The abolishment of this winner-take-all system would also unmute the votes of so many that have been silenced when even the slightest majority takes the lump sum of a stater's electoral votes. No longer would states be considered swing states or safe states, because everyoner's vote would count equally to one another. With that same notion, presidential campaigns would not be centered around certain areas or regions where more electoral votes were being held. Instead, installing a popular vote system would encourage all serious presidential candidates to spread their campaigns out across the country and U.S. territories, which would be reaching more of our population and connecting more of U..S. citizens to the election process. Too often in the presidential races of recent times, candidates campaigns are focused around where they can make the most impact: in these select swing states. This means that our presidential candidates purposely leave out areas of the country where there are dense concentrations of opposing political ideologies, which is blatant alienation of large populations of the country.

The United States of America was founded on the values of equality before the law and a representative government of the people, by the people, for the people. To keep up and progress in this ever-changing world, we must be open to adapting and reforming systems that dont work as well as originally thought. We must critique, question, and adjust when things no longer work as they once did. It is also crucial to note that our country was also founded on values our country does not uphold today, like slavery, and was phased out in the thirteenth amendment more than one-hundred and fifty years ago. The United States is not the same country today as it was during the founding of the Constitution, and suggesting that systems be kept in place because they have met bare-minimum standards that work for some members of society does not mean that is what is best for all of America. Change is the only guarantee in our world, so we must acknowledge the flaws in these imperfect systems, learn from these short-comings, and strive to create positive reform that will make our society better than before.

Works Cited

  1. Black, Eric. 10 Reasons Why the Electoral College Is a Problem.MinnPost, MinnPost, 16 Nov. 2016, www.minnpost.com/eric-black-ink/2012/10/10-reasons-why-electoral-college-problem/.
  2. If This Election's Like 2004, Trump Wins the Electoral College, Clinton the Popular Vote.CQ Magazine, CQ Press, 16 May 2016, library.cqpress.com.montgomerycollege.idm.oclc.org/cqweekly/document.php?id=weeklyreport114-000004887840&type=query&num=Electoral College&.

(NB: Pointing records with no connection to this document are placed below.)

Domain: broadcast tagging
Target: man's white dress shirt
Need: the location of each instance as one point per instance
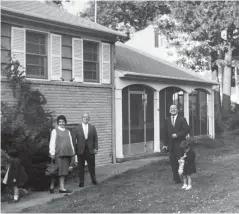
(173, 119)
(85, 129)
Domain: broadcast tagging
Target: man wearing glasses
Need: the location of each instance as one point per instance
(86, 148)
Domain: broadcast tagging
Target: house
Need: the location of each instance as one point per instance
(76, 64)
(69, 59)
(145, 87)
(157, 45)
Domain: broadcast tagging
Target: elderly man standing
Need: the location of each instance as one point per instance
(176, 129)
(86, 148)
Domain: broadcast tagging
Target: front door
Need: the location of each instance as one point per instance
(137, 122)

  3. DeSilver, Drew. U.S. Trails Most Developed Countries in Voter Turnout.Pew Research Center, Pew Research Center, 21 May 2018, www.pewresearch.org/fact-tank/2018/05/21/u-s-voter-turnout-trails-most-developed-countries/.

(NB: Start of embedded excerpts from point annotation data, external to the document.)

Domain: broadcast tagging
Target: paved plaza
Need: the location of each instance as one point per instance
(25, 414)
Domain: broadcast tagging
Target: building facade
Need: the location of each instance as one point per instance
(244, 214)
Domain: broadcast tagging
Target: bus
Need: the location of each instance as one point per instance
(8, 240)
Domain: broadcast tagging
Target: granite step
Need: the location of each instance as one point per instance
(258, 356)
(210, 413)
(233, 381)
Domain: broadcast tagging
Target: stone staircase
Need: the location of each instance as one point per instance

  4. What Is The Electoral College?U.S. Electoral College, National Archives and Records Administration, www.archives.gov/federal-register/electoral-college/about.html.
  5. Two-Thirds of Presidential Campaign Is in Just 6 States.National Popular Vote, National Popular Vote Inc., 23 July 2018, www.nationalpopularvote.com/campaign-events-2016.

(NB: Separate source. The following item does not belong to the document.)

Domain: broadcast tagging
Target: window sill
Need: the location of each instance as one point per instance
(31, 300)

  6. FairVote, 2016 Presidential Candidate General Election Events Tracker, FairVote.com, 31 October 2016, online Microsoft Excel File. https://docs.google.com/spreadsheets/d/14Lxw0vc4YBUwQ8cZouyewZvOGg6PyzS2mArWNe3iJcY/edit#gid=0
  7. Petrocelli, William. Voters In Wyoming Have 3.6 Times The Voting Power That I Have. It's Time To End The Electoral College.The Huffington Post, TheHuffingtonPost.com, 11 Nov. 2017, www.huffingtonpost.com/william-petrocelli/its-time-to-end-the-electoral-college_b_12891764.html.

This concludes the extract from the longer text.